Emily Finds Her Murdered Aunt’s Corpse
Emily pauses before the curtain, torn between dread and a desperate wish to know what it conceals; she twice checks herself with the memory of a ghastly sight her own daring hand once unveiled in another part of the castle. Suddenly convinced that the curtain hides the body of her murdered aunt, she seizes it in a fit of desperation and draws it aside. Beyond it lies a corpse stretched on a low couch stained crimson with blood, the floor beneath similarly discolored, the features deformed by death and the face marked by more than one livid wound. Emily bends over the body with a frenzied gaze; in the next moment the lamp slips from her grasp and she falls senseless at the foot of the couch.

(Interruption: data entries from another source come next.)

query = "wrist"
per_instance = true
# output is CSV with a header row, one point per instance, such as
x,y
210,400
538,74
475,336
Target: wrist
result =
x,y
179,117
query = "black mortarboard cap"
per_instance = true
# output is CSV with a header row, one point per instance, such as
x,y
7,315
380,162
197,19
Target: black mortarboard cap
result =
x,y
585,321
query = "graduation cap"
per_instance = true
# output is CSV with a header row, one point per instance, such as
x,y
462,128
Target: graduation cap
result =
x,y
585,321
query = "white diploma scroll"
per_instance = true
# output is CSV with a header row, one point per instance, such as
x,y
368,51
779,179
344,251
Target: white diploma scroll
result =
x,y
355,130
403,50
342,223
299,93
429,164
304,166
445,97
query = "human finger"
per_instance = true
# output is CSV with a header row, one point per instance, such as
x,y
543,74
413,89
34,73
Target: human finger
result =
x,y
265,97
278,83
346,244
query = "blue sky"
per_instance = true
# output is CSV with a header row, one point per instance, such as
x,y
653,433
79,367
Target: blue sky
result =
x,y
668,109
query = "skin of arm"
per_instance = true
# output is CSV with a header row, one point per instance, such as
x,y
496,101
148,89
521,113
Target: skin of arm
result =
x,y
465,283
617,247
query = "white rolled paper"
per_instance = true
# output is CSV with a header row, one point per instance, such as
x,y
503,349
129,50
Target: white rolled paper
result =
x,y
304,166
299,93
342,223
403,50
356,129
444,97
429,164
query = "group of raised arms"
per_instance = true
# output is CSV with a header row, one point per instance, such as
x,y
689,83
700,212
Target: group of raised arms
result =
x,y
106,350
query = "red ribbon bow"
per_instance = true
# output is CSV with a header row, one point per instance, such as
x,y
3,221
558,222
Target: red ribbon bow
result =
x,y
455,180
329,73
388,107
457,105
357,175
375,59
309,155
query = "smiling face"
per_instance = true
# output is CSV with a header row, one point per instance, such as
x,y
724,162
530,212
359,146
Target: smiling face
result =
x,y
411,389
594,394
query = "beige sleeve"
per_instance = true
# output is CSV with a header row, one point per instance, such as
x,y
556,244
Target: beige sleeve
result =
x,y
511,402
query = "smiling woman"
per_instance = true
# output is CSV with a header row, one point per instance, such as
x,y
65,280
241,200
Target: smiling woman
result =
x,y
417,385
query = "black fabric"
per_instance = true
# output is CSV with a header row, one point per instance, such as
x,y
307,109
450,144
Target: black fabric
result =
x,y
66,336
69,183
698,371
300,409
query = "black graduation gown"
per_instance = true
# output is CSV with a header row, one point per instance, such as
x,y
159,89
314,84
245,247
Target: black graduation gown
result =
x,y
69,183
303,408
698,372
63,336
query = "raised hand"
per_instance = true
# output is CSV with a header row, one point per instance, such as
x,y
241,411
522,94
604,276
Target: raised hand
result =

Emily Is Abducted by Barnardine’s Ruffians
When Emily’s senses return she is surrounded by men, among them Barnardine, who lift her from the floor and carry her along the chamber and down the staircase she had earlier ascended. At the archway they pause while one of the ruffians takes the torch from Barnardine and opens a small door cut in the great gate, the flare of the light revealing several horsemen waiting on the road. Whether revived by the fresh air or alarmed by what she sees, Emily suddenly speaks and struggles ineffectually to tear herself from the grasp of her captors. Barnardine shouts impatiently for the torch as distant voices answer, and while he hurries Emily through the gate toward the horses the ruffians argue over which mount to place her on, the one intended for her not yet being ready.
Montoni’s Party Rescues Emily from Abduction
As Barnardine swears at his men for their delay and Emily feebly calls for help, a cluster of lights pours from the great gates and Annette’s shrill voice rises above the others, followed by Montoni and Cavigni with a band of rough-looking fellows whom Emily now regards not with terror but with hope, all her former wish to escape the castle forgotten in the face of the dangers threatening her from without. A brief contest follows in which Montoni’s party quickly prevail; the horsemen, outnumbered and apparently lukewarm in their errand, gallop off into the darkness, Barnardine flees so far that he is lost to sight, and Emily is led back into the castle by her rescuers.
Emily Is Returned to the Castle
As Emily is conducted back across the courts, the memory of the murdered corpse in the portal-chamber returns to her mind in all its horror. When she hears the castle gate close behind her, shutting her once more within its walls, she shudders for herself and almost forgets the danger she has just escaped, feeling that nothing less precious than liberty and peace can exist beyond those walls. She is left in her apartment, while Montoni summons his servants to make further enquiries into the abduction.
Montoni Questions Emily About the Failed Escape
Montoni orders Emily to await him in the cedar parlour, where he soon joins her and sternly questions her about the night’s events. Though she now regards him with horror as the murderer of her aunt and can scarcely gather her thoughts, her replies and manner convince him that she played no willing part in the escape plot, and he dismisses her upon the arrival of the servants he has ordered to attend for a fuller investigation. Alone in her chamber afterwards, Emily is gradually overcome by the recollection of the dead form beneath the curtain, and though Annette grows more and more alarmed, Emily will not share the fatal secret with her for fear that her indiscretion should bring Montoni’s vengeance down upon them both.
Emily Suffers Severe Mental Distress
Burdened with the unshareable horror of what she has seen, Emily’s reason appears to totter beneath its weight; she fixes a wild, vacant look on Annette, answers at random or not at all, and falls into long fits of abstraction in which she sits fixed and silent, heaving now and then a heavy but tearless sigh. When Annette at last goes to inform Montoni, he follows her immediately and speaks to Emily in tones somewhat softened from his usual harshness, but Emily regards him with a curious, half-terrified stare and answers only “yes” to whatever he says, her mind seeming to retain no impression but that of fear. Even after he has gone she asks who has been disturbing her, repeats Montoni’s name several times as though she does not recognize it, and then groans and relapses once more into abstraction.